Some of them looked so young, they looked just like him, when she was his little girl.
She missed him on those night shifts, missed the smell of him when he leaned down to her as he tucked her in. In the morning she would see his shadow fill the glass of the front door, hear the key and he would bump through with bags full of the gear he had worn through the night. Her mum would be late for work and they would be together there at the door talking hurriedly before she rushed away to the car he had left running. Sometimes he would just want to sit on the deck and eat eggs while she drew or coloured in.
But sometimes, he would have the huge tunic and trousers that he wore in the fires, the helmet and the boots. And he would help her dress in them, cinching the over pants right up with a long belt, pulling the suspenders until they couldn’t get any tighter. The boots would come half way up her legs and she would hug the helmet to her it was so heavy.
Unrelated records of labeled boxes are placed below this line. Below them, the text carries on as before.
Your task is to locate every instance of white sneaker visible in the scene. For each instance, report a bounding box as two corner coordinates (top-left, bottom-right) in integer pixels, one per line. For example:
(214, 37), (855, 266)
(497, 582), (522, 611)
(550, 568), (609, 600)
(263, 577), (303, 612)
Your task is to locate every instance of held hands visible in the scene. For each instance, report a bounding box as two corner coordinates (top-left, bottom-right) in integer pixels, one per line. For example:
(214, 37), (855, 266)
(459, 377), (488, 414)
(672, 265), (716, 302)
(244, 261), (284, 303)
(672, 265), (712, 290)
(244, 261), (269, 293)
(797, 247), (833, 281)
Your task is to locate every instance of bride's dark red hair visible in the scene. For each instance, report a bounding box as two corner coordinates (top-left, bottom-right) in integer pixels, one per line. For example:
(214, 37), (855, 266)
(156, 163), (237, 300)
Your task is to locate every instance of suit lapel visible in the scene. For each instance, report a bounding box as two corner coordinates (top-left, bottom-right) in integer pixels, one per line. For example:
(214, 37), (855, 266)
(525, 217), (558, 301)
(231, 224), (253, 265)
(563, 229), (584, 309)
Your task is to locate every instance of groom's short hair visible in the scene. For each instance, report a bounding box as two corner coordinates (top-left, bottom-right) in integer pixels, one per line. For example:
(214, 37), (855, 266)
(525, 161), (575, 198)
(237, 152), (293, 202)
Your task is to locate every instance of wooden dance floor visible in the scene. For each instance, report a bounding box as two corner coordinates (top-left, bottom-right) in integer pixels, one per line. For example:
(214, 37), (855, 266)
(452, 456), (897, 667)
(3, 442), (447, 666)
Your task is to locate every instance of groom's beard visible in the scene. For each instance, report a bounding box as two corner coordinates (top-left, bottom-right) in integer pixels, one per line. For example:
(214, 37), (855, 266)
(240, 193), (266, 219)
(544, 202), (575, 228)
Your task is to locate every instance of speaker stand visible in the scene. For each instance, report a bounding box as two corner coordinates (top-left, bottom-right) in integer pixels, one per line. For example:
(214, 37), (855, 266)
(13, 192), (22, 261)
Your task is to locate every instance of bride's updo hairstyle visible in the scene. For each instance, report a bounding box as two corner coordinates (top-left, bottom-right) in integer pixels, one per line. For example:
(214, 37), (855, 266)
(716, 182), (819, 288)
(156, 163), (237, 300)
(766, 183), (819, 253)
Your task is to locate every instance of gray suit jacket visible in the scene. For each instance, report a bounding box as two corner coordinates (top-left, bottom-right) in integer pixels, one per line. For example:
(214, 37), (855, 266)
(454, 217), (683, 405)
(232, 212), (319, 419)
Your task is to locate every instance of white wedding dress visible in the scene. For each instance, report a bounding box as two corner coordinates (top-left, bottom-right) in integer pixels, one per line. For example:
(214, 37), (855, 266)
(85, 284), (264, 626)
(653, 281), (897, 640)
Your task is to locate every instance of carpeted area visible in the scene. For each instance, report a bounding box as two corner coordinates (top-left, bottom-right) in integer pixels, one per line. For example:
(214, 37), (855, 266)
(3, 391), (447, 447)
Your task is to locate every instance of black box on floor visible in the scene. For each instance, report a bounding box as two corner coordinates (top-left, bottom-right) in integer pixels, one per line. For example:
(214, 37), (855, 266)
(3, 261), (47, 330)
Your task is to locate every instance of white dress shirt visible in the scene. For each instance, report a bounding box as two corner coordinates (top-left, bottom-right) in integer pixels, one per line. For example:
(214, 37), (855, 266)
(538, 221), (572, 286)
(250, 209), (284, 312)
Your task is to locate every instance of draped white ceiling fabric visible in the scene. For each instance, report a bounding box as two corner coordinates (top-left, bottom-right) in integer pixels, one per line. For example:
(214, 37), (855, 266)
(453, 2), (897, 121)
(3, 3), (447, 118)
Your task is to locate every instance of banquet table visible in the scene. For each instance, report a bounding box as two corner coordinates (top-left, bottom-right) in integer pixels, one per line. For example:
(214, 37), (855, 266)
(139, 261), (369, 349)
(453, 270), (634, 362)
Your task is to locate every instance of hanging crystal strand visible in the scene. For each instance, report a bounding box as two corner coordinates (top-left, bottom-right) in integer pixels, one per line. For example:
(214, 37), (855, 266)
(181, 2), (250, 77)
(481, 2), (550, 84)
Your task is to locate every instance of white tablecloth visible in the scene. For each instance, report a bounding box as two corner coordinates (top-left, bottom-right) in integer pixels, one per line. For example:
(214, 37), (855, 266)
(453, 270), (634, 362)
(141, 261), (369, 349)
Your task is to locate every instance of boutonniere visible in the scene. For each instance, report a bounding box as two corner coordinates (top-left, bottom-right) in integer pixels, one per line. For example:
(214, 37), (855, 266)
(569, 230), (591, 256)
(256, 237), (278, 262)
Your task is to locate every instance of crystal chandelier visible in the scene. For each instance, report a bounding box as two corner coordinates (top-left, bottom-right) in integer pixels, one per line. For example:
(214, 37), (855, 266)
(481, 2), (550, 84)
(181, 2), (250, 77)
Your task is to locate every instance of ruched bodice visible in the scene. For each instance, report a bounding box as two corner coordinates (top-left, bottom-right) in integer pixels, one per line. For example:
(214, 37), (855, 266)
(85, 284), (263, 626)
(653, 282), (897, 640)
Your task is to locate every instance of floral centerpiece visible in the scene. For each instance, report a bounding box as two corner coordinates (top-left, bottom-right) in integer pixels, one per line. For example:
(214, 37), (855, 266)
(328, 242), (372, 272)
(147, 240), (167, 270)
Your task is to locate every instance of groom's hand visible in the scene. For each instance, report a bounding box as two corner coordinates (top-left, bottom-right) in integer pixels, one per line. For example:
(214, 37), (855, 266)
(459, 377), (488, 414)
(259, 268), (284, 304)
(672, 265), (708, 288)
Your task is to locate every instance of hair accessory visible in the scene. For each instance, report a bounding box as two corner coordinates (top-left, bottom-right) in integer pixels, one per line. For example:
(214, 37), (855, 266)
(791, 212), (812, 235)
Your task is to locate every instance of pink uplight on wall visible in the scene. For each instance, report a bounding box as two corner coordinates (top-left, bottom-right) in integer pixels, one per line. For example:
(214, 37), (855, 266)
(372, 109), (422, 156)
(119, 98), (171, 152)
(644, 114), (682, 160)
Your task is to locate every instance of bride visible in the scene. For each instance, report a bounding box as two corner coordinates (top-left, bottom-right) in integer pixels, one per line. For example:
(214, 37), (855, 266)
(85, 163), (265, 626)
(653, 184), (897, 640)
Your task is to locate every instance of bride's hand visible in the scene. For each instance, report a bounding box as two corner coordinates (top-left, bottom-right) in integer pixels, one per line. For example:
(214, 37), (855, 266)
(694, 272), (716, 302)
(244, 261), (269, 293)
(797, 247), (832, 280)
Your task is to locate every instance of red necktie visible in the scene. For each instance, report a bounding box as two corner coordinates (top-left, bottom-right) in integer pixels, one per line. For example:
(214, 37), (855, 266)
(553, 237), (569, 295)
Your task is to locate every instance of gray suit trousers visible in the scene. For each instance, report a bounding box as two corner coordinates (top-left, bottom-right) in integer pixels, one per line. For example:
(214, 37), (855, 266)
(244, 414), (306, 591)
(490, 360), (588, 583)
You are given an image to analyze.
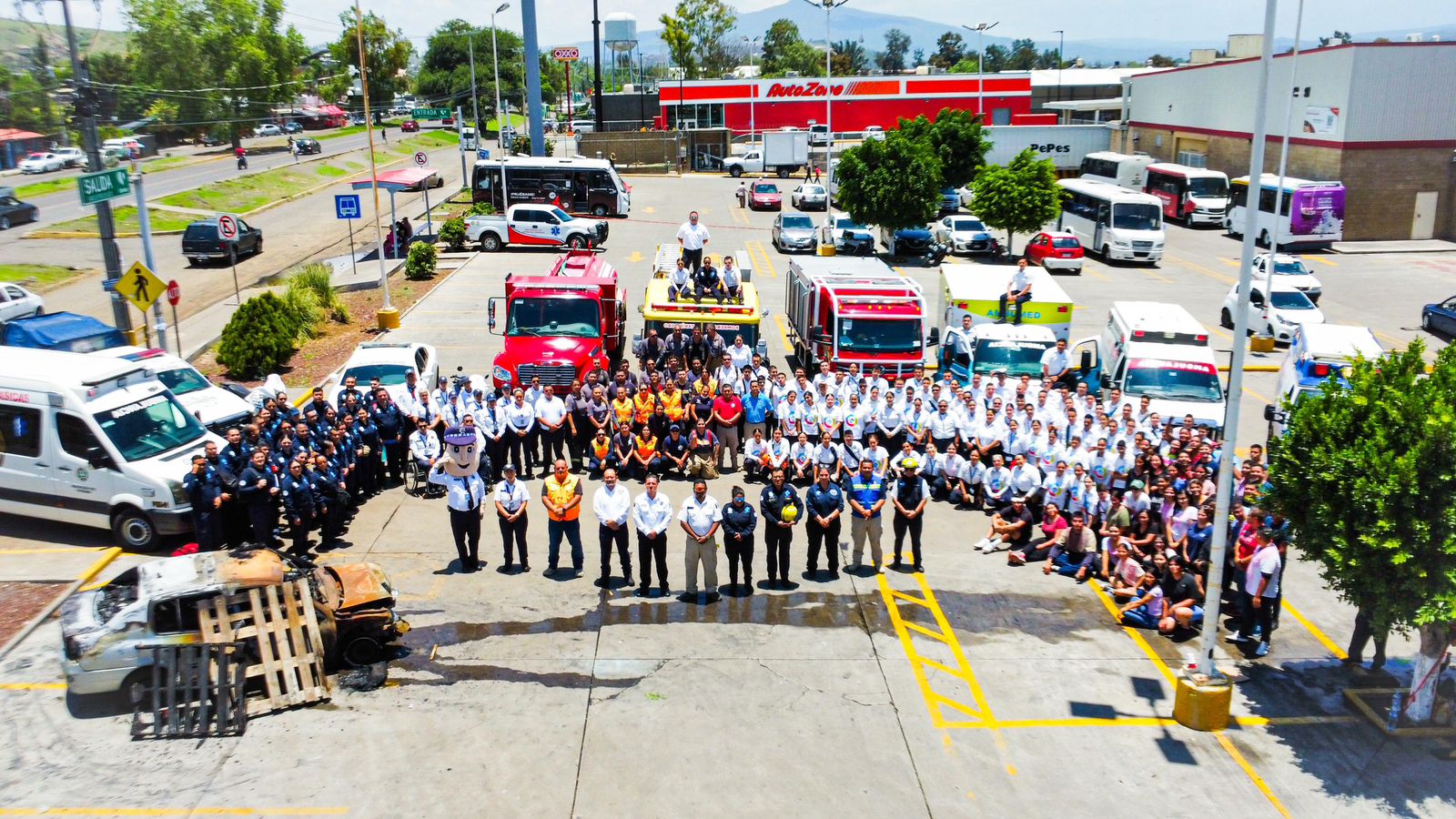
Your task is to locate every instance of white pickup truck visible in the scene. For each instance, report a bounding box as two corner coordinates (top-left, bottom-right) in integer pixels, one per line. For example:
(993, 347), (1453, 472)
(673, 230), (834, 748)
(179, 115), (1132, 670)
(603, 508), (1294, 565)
(464, 204), (607, 254)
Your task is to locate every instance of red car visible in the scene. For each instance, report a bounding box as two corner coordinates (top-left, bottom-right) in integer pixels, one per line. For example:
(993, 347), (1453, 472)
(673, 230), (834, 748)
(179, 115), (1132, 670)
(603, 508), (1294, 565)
(1026, 230), (1085, 276)
(748, 182), (784, 210)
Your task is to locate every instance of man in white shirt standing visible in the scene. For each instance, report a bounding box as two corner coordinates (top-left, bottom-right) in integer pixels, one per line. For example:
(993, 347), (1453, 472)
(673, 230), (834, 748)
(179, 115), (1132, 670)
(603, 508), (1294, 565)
(632, 475), (672, 598)
(677, 210), (711, 272)
(592, 466), (632, 589)
(677, 478), (723, 603)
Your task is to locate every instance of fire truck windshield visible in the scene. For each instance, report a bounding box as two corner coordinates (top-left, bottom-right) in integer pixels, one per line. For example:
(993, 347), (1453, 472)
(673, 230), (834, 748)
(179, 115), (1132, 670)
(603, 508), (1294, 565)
(505, 298), (602, 339)
(839, 319), (922, 353)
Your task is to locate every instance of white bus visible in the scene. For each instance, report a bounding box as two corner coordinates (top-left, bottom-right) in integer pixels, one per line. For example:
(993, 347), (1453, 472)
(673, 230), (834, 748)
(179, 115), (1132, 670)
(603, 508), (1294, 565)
(470, 156), (632, 216)
(1143, 162), (1228, 225)
(1223, 174), (1345, 249)
(1057, 179), (1165, 264)
(1082, 150), (1153, 191)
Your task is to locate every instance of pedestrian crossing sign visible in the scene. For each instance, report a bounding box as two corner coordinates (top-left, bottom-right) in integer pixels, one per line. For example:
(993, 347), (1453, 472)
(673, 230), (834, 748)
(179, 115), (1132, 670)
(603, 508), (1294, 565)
(116, 262), (167, 313)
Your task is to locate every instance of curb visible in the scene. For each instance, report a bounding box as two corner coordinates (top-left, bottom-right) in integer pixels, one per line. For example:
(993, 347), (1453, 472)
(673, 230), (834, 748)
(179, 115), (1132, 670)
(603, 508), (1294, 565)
(0, 547), (121, 660)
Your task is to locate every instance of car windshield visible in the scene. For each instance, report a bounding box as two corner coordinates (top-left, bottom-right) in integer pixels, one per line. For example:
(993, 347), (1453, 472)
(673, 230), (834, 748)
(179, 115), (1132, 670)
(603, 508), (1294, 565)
(963, 339), (1051, 379)
(96, 392), (207, 460)
(839, 319), (922, 353)
(1123, 359), (1223, 400)
(157, 368), (213, 395)
(1269, 290), (1315, 310)
(1188, 177), (1228, 197)
(344, 364), (413, 386)
(505, 298), (602, 339)
(1112, 203), (1162, 230)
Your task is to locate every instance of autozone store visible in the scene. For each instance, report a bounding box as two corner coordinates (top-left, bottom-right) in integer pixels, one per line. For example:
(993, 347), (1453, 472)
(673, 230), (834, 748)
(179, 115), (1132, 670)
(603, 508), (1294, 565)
(658, 73), (1031, 133)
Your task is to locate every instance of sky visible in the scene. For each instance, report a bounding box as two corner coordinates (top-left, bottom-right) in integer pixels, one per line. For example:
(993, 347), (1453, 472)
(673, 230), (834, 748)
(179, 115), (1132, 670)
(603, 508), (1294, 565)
(5, 0), (1456, 49)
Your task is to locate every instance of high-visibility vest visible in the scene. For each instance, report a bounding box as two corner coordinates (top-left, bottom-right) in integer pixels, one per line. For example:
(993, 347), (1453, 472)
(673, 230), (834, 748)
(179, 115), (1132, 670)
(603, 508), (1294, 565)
(541, 475), (581, 521)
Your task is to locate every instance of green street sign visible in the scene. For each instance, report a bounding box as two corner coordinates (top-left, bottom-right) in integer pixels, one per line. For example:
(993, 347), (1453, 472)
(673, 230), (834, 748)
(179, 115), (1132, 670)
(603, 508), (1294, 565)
(76, 167), (131, 206)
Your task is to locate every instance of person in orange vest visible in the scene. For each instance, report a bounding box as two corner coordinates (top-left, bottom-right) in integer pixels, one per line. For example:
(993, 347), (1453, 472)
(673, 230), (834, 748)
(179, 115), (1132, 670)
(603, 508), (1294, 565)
(541, 458), (585, 577)
(587, 427), (622, 475)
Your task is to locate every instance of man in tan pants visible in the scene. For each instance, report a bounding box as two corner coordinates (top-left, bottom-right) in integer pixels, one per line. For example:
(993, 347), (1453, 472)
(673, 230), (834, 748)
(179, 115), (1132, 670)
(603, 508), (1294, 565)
(677, 478), (723, 603)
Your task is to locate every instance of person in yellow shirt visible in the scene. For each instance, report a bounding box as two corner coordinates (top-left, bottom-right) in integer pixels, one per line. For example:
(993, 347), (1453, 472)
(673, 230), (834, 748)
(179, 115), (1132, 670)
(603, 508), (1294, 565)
(541, 458), (585, 577)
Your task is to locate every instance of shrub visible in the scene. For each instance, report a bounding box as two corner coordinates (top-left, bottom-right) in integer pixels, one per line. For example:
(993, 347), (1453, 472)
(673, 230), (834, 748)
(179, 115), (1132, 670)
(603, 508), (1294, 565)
(405, 242), (437, 278)
(440, 216), (464, 250)
(217, 293), (297, 379)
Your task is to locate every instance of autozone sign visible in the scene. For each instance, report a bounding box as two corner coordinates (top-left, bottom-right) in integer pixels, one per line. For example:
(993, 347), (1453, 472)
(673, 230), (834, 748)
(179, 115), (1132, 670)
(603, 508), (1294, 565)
(763, 82), (844, 96)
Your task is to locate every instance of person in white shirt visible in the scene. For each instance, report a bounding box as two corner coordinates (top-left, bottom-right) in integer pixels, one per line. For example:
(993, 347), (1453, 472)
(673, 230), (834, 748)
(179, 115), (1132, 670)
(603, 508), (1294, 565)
(632, 475), (672, 598)
(677, 478), (723, 603)
(592, 466), (632, 580)
(677, 210), (711, 272)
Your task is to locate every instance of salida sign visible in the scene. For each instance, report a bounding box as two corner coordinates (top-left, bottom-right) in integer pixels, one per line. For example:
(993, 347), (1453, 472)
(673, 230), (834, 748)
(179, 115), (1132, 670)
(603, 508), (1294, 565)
(763, 82), (844, 96)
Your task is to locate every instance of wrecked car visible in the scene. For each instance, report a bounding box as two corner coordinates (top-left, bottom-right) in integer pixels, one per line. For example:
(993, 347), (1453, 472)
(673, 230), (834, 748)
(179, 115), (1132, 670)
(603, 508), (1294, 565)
(61, 550), (410, 693)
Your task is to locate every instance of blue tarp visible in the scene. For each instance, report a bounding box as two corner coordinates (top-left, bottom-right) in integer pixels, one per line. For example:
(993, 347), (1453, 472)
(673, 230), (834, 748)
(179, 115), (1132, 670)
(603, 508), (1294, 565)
(3, 312), (126, 353)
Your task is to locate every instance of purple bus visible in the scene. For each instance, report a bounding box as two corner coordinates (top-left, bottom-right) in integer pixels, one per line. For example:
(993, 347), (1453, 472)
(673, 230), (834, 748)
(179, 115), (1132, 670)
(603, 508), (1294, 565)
(1223, 174), (1345, 248)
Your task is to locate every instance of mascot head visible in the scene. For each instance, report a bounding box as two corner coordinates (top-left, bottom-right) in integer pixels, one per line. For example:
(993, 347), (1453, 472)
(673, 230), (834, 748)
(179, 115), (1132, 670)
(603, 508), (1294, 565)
(446, 427), (478, 478)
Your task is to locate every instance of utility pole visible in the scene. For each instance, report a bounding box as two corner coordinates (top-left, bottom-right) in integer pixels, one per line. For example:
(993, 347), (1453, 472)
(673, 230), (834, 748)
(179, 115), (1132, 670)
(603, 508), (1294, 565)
(61, 0), (131, 332)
Then he would sneak away and hide, and soon she would hear him calling ‘help, help!’ He would always be under one of the beds, hers, his, the big spare one. Sometimes by the time she found him he was actually asleep. When she thought of it now she realised how tired he must have been after those shifts. She would shake him and he would moan and cough.
And she would drag him to safety, out the front door to the lawn. It would take ages and she would be exhausted, even though he did most of the work pushing himself backwards along the floor. Whenever she paused and looked down to him his eyes would be closed, his breathing slow.
When they finished he would pull the big tunic off her and throw it to the grass and they would sit down heavily on the front steps so she could kick off the boots. He would go inside and get them a coke each and they would sit in the sun and talk nonsense about the job, how it had gone.
He would put his huge arm around her and say something like, “That’s all I do hon. You’re ten years old and you can do it already. There’s nothing you need to be afraid of, you can do anything.” And he would hug her into him so that so much strength and warmth and love filled her, so that she never wanted anything more.

She turned slowly back to look towards the coffin, wondered who could ever make her feel so powerful again.